代數學的證明 In integral set Z

a*b = a+b if a is even, and = a-b if a is odd.

First, a*b in Z for all a, b in Z.
So, "*" is a binary operation on Z.

0 is the unit element for the operation "*":
a*0 = a+0 or a-0 depends whether a is even or odd.
Both cases lead to the result a*0 = a.
Since 0 is even, 0*a = 0+a = a.

Let a in Z, we have to show that a has an inverse.
When a even, a*(-a) = a+(-a) = 0;
when a odd, a*a = a-a = 0.
This proved that each a in Z has an inverse under the opeartion "*".

For a, b, c in Z.
Case 1: both a, b are even, then
(a*b)*c = (a+b)*c = a+b+c, a*(b*c) = a+(b*c) = a+b+c.
Case 2: both a, b are odd, then
(a*b)*c = (a-b)*c = (a-b)+c, a*(b*c) = a-(b-c) = (a-b)+c.
Case 3: a even, b odd, then
(a*b)*c = (a+b)*c = (a+b)-c, a*(b*c) = a+(b-c) = (a+b)-c.
Case 4: a odd. b even, then
(a*b)*c = (a-b)*c = (a-b)-c, a*(b*c) = a-(b+c) = (a-b)-c.
Since all cases lead to (a*b)*c = a*(b*c), the associative property
is proved.


Thus, (Z,*) is a group.

Note that, a*b≠b*a.
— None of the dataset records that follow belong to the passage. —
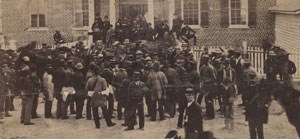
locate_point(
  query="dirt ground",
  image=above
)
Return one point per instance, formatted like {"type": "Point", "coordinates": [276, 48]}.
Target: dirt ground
{"type": "Point", "coordinates": [277, 127]}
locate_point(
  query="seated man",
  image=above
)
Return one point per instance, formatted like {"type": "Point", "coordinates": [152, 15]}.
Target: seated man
{"type": "Point", "coordinates": [188, 33]}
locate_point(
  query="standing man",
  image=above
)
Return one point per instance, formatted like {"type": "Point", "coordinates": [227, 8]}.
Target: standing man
{"type": "Point", "coordinates": [156, 82]}
{"type": "Point", "coordinates": [27, 90]}
{"type": "Point", "coordinates": [188, 33]}
{"type": "Point", "coordinates": [177, 24]}
{"type": "Point", "coordinates": [193, 118]}
{"type": "Point", "coordinates": [106, 27]}
{"type": "Point", "coordinates": [208, 79]}
{"type": "Point", "coordinates": [79, 86]}
{"type": "Point", "coordinates": [48, 91]}
{"type": "Point", "coordinates": [136, 90]}
{"type": "Point", "coordinates": [57, 37]}
{"type": "Point", "coordinates": [96, 84]}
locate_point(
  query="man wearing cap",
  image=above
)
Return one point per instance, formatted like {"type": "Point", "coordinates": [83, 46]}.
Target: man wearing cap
{"type": "Point", "coordinates": [228, 78]}
{"type": "Point", "coordinates": [180, 97]}
{"type": "Point", "coordinates": [27, 90]}
{"type": "Point", "coordinates": [208, 80]}
{"type": "Point", "coordinates": [79, 86]}
{"type": "Point", "coordinates": [97, 85]}
{"type": "Point", "coordinates": [156, 82]}
{"type": "Point", "coordinates": [271, 66]}
{"type": "Point", "coordinates": [177, 24]}
{"type": "Point", "coordinates": [193, 117]}
{"type": "Point", "coordinates": [136, 90]}
{"type": "Point", "coordinates": [173, 81]}
{"type": "Point", "coordinates": [117, 80]}
{"type": "Point", "coordinates": [105, 28]}
{"type": "Point", "coordinates": [57, 37]}
{"type": "Point", "coordinates": [188, 33]}
{"type": "Point", "coordinates": [48, 91]}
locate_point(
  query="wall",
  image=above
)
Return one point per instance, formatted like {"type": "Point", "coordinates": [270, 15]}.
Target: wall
{"type": "Point", "coordinates": [16, 22]}
{"type": "Point", "coordinates": [287, 31]}
{"type": "Point", "coordinates": [214, 35]}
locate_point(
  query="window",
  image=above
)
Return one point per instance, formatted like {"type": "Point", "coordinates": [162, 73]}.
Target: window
{"type": "Point", "coordinates": [81, 13]}
{"type": "Point", "coordinates": [238, 12]}
{"type": "Point", "coordinates": [191, 12]}
{"type": "Point", "coordinates": [38, 10]}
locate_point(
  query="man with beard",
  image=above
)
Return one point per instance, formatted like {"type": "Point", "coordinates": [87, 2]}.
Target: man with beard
{"type": "Point", "coordinates": [117, 80]}
{"type": "Point", "coordinates": [173, 79]}
{"type": "Point", "coordinates": [136, 94]}
{"type": "Point", "coordinates": [79, 86]}
{"type": "Point", "coordinates": [48, 91]}
{"type": "Point", "coordinates": [208, 79]}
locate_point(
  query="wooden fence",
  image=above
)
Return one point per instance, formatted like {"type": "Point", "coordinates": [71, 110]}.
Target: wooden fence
{"type": "Point", "coordinates": [257, 58]}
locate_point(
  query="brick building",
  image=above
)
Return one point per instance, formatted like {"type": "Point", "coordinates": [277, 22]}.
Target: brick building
{"type": "Point", "coordinates": [217, 22]}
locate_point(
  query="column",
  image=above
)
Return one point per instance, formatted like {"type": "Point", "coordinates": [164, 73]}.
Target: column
{"type": "Point", "coordinates": [151, 12]}
{"type": "Point", "coordinates": [171, 12]}
{"type": "Point", "coordinates": [91, 20]}
{"type": "Point", "coordinates": [112, 11]}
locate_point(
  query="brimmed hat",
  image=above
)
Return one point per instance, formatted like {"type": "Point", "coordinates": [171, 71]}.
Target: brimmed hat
{"type": "Point", "coordinates": [126, 41]}
{"type": "Point", "coordinates": [116, 43]}
{"type": "Point", "coordinates": [189, 91]}
{"type": "Point", "coordinates": [148, 58]}
{"type": "Point", "coordinates": [79, 66]}
{"type": "Point", "coordinates": [26, 59]}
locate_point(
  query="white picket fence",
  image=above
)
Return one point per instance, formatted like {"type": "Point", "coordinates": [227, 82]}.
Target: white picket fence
{"type": "Point", "coordinates": [257, 58]}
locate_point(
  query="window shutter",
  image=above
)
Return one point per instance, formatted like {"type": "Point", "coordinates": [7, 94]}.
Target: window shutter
{"type": "Point", "coordinates": [204, 13]}
{"type": "Point", "coordinates": [42, 20]}
{"type": "Point", "coordinates": [224, 13]}
{"type": "Point", "coordinates": [34, 20]}
{"type": "Point", "coordinates": [252, 13]}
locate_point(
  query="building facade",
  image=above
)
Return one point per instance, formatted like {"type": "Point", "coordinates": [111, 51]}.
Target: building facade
{"type": "Point", "coordinates": [217, 22]}
{"type": "Point", "coordinates": [287, 24]}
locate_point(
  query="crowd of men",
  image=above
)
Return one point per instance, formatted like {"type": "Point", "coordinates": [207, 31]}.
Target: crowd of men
{"type": "Point", "coordinates": [166, 80]}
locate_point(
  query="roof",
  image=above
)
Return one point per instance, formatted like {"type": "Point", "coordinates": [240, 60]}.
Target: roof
{"type": "Point", "coordinates": [292, 7]}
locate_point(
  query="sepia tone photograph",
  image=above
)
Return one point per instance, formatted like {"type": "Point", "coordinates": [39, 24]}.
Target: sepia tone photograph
{"type": "Point", "coordinates": [150, 69]}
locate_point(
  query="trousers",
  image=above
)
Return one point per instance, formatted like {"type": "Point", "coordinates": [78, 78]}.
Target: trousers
{"type": "Point", "coordinates": [136, 106]}
{"type": "Point", "coordinates": [256, 130]}
{"type": "Point", "coordinates": [26, 109]}
{"type": "Point", "coordinates": [97, 118]}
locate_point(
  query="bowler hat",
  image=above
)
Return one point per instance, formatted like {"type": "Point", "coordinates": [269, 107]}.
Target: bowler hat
{"type": "Point", "coordinates": [79, 66]}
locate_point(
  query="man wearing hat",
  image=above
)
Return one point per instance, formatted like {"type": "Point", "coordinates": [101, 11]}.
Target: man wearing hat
{"type": "Point", "coordinates": [79, 86]}
{"type": "Point", "coordinates": [193, 117]}
{"type": "Point", "coordinates": [48, 91]}
{"type": "Point", "coordinates": [180, 97]}
{"type": "Point", "coordinates": [136, 90]}
{"type": "Point", "coordinates": [271, 66]}
{"type": "Point", "coordinates": [208, 79]}
{"type": "Point", "coordinates": [228, 79]}
{"type": "Point", "coordinates": [27, 90]}
{"type": "Point", "coordinates": [188, 33]}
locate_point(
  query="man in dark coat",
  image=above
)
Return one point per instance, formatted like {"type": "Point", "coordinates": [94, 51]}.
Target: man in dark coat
{"type": "Point", "coordinates": [105, 28]}
{"type": "Point", "coordinates": [27, 90]}
{"type": "Point", "coordinates": [188, 33]}
{"type": "Point", "coordinates": [177, 24]}
{"type": "Point", "coordinates": [208, 79]}
{"type": "Point", "coordinates": [257, 104]}
{"type": "Point", "coordinates": [136, 94]}
{"type": "Point", "coordinates": [193, 118]}
{"type": "Point", "coordinates": [79, 86]}
{"type": "Point", "coordinates": [173, 79]}
{"type": "Point", "coordinates": [181, 99]}
{"type": "Point", "coordinates": [117, 81]}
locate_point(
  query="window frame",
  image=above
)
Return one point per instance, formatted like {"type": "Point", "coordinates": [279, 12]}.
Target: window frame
{"type": "Point", "coordinates": [247, 16]}
{"type": "Point", "coordinates": [38, 13]}
{"type": "Point", "coordinates": [75, 11]}
{"type": "Point", "coordinates": [198, 26]}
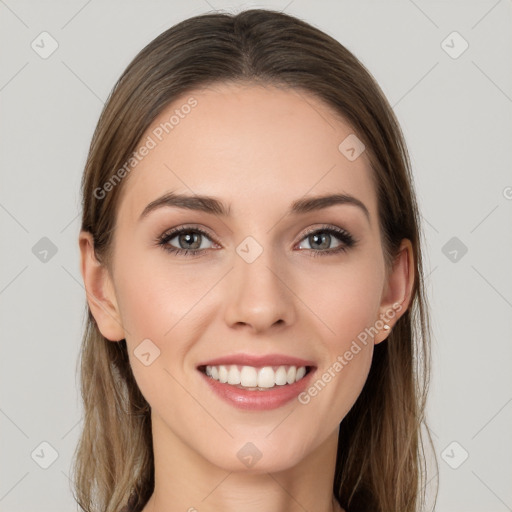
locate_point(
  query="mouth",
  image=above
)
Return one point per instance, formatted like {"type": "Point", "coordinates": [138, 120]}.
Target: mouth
{"type": "Point", "coordinates": [254, 378]}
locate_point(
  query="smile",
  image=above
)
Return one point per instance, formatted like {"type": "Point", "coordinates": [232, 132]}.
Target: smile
{"type": "Point", "coordinates": [253, 378]}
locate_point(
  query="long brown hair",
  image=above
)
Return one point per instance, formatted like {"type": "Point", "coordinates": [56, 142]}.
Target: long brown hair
{"type": "Point", "coordinates": [380, 463]}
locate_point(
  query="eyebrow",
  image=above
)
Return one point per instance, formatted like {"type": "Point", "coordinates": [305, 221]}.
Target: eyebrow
{"type": "Point", "coordinates": [213, 206]}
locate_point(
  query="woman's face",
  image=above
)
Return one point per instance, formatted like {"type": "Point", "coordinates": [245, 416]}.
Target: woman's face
{"type": "Point", "coordinates": [272, 275]}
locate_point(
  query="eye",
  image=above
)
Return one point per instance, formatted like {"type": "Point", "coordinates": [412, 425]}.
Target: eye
{"type": "Point", "coordinates": [189, 241]}
{"type": "Point", "coordinates": [320, 240]}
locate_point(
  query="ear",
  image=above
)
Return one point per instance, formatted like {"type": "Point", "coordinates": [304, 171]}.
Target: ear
{"type": "Point", "coordinates": [99, 290]}
{"type": "Point", "coordinates": [396, 296]}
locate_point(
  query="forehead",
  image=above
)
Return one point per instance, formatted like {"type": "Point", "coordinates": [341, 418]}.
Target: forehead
{"type": "Point", "coordinates": [248, 145]}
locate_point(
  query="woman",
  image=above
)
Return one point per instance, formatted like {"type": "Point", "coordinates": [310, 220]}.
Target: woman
{"type": "Point", "coordinates": [257, 334]}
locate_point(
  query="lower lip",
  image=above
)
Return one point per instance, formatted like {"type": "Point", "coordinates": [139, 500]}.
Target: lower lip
{"type": "Point", "coordinates": [259, 400]}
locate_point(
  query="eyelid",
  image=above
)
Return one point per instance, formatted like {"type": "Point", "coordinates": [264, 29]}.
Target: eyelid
{"type": "Point", "coordinates": [344, 237]}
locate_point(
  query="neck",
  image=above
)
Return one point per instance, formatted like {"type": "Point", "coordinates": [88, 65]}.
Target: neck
{"type": "Point", "coordinates": [186, 481]}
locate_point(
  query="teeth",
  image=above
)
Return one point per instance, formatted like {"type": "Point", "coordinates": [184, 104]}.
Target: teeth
{"type": "Point", "coordinates": [251, 377]}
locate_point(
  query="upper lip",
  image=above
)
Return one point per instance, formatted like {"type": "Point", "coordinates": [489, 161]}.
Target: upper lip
{"type": "Point", "coordinates": [258, 360]}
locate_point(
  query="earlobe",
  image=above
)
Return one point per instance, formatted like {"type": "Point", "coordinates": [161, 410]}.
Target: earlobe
{"type": "Point", "coordinates": [99, 290]}
{"type": "Point", "coordinates": [398, 290]}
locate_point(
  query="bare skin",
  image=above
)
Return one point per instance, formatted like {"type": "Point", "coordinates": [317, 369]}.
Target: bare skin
{"type": "Point", "coordinates": [258, 150]}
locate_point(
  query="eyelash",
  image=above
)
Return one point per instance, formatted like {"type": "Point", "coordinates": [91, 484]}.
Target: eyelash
{"type": "Point", "coordinates": [343, 236]}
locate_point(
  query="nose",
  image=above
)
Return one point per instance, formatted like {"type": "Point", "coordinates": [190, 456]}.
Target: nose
{"type": "Point", "coordinates": [259, 295]}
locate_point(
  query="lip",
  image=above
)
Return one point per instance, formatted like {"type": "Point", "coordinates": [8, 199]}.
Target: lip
{"type": "Point", "coordinates": [256, 400]}
{"type": "Point", "coordinates": [258, 361]}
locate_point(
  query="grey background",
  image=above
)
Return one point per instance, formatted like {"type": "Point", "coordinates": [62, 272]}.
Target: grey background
{"type": "Point", "coordinates": [457, 117]}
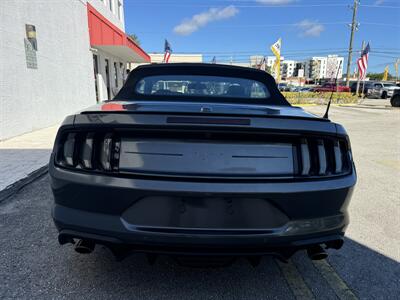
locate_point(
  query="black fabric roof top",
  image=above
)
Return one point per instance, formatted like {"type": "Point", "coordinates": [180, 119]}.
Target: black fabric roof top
{"type": "Point", "coordinates": [127, 92]}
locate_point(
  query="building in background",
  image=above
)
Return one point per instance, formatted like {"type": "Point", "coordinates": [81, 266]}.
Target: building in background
{"type": "Point", "coordinates": [332, 66]}
{"type": "Point", "coordinates": [315, 68]}
{"type": "Point", "coordinates": [324, 67]}
{"type": "Point", "coordinates": [59, 57]}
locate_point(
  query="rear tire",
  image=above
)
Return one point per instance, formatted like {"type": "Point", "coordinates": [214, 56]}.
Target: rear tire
{"type": "Point", "coordinates": [395, 101]}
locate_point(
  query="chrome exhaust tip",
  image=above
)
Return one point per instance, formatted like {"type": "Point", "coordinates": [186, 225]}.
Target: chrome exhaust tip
{"type": "Point", "coordinates": [84, 246]}
{"type": "Point", "coordinates": [316, 253]}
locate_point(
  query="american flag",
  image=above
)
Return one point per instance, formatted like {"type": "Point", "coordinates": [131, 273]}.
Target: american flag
{"type": "Point", "coordinates": [362, 62]}
{"type": "Point", "coordinates": [167, 51]}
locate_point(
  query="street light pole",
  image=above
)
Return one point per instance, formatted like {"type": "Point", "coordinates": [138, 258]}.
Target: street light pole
{"type": "Point", "coordinates": [353, 28]}
{"type": "Point", "coordinates": [358, 71]}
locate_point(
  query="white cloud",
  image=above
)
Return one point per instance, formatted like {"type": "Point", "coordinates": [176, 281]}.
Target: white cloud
{"type": "Point", "coordinates": [275, 2]}
{"type": "Point", "coordinates": [310, 28]}
{"type": "Point", "coordinates": [193, 24]}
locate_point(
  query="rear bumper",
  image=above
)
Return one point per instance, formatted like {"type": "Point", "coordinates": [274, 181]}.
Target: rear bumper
{"type": "Point", "coordinates": [102, 209]}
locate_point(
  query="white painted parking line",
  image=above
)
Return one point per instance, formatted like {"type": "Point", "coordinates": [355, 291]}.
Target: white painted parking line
{"type": "Point", "coordinates": [340, 288]}
{"type": "Point", "coordinates": [295, 281]}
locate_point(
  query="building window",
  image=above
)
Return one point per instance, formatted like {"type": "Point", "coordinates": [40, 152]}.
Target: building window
{"type": "Point", "coordinates": [115, 74]}
{"type": "Point", "coordinates": [119, 9]}
{"type": "Point", "coordinates": [111, 5]}
{"type": "Point", "coordinates": [107, 69]}
{"type": "Point", "coordinates": [121, 69]}
{"type": "Point", "coordinates": [96, 72]}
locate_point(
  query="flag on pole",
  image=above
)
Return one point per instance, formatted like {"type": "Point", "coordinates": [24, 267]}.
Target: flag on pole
{"type": "Point", "coordinates": [276, 49]}
{"type": "Point", "coordinates": [167, 52]}
{"type": "Point", "coordinates": [385, 74]}
{"type": "Point", "coordinates": [362, 62]}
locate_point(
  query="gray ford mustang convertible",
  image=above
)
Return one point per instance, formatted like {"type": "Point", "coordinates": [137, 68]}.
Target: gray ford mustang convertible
{"type": "Point", "coordinates": [201, 160]}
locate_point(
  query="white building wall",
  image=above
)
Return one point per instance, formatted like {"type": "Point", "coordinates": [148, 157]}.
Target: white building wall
{"type": "Point", "coordinates": [63, 83]}
{"type": "Point", "coordinates": [101, 76]}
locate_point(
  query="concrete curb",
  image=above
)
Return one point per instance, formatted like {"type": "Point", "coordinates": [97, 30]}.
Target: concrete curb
{"type": "Point", "coordinates": [20, 184]}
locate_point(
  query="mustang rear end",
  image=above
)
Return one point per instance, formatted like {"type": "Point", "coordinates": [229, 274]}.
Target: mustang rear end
{"type": "Point", "coordinates": [228, 169]}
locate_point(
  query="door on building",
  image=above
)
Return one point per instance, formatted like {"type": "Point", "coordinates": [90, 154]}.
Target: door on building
{"type": "Point", "coordinates": [96, 74]}
{"type": "Point", "coordinates": [108, 82]}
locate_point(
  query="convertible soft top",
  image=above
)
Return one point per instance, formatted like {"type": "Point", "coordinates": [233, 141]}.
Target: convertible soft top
{"type": "Point", "coordinates": [128, 92]}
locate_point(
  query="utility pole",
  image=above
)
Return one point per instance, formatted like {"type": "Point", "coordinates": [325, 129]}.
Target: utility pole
{"type": "Point", "coordinates": [354, 26]}
{"type": "Point", "coordinates": [358, 71]}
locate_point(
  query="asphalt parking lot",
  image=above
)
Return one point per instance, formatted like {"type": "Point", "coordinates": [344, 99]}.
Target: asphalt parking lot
{"type": "Point", "coordinates": [33, 265]}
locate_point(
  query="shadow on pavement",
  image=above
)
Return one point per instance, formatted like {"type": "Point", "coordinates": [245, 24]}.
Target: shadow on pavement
{"type": "Point", "coordinates": [33, 265]}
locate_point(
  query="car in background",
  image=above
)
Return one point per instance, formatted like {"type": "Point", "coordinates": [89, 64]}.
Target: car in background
{"type": "Point", "coordinates": [284, 87]}
{"type": "Point", "coordinates": [331, 87]}
{"type": "Point", "coordinates": [224, 168]}
{"type": "Point", "coordinates": [395, 100]}
{"type": "Point", "coordinates": [382, 90]}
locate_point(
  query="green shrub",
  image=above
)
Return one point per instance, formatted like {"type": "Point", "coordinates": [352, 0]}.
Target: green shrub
{"type": "Point", "coordinates": [319, 98]}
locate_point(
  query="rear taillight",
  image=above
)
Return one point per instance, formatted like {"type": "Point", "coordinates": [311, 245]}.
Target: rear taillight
{"type": "Point", "coordinates": [69, 150]}
{"type": "Point", "coordinates": [324, 157]}
{"type": "Point", "coordinates": [89, 151]}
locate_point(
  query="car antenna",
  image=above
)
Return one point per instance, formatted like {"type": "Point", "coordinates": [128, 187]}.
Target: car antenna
{"type": "Point", "coordinates": [330, 99]}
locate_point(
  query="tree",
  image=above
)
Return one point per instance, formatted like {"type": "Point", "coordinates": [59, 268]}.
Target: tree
{"type": "Point", "coordinates": [135, 38]}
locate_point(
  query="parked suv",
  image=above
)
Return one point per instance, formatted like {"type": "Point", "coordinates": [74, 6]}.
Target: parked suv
{"type": "Point", "coordinates": [331, 87]}
{"type": "Point", "coordinates": [382, 90]}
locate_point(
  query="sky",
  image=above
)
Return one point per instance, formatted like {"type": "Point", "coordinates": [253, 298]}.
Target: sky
{"type": "Point", "coordinates": [236, 29]}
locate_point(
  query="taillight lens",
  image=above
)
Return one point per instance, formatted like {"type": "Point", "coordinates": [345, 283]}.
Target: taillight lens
{"type": "Point", "coordinates": [89, 151]}
{"type": "Point", "coordinates": [69, 150]}
{"type": "Point", "coordinates": [324, 157]}
{"type": "Point", "coordinates": [105, 152]}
For example,
suppose that a odd and b even, nonzero, then
a*b = a-b while b*a = b+a = a+b.
Since b≠0, a+b≠a-b, that is, a*b≠b*a.
Therefore, (Z,*) is non-abelian.



2011-11-02 02:11:56 補充：
Let a in Z, we have to show that a has an inverse.
When a even, a*(-a) = a+(-a) = 0,
　　　　　 and ; (-a)*a = (-a)+a = 0.
when a odd, a*a = a-a = 0.
This proved that each a in Z has an inverse under the opeartion "*".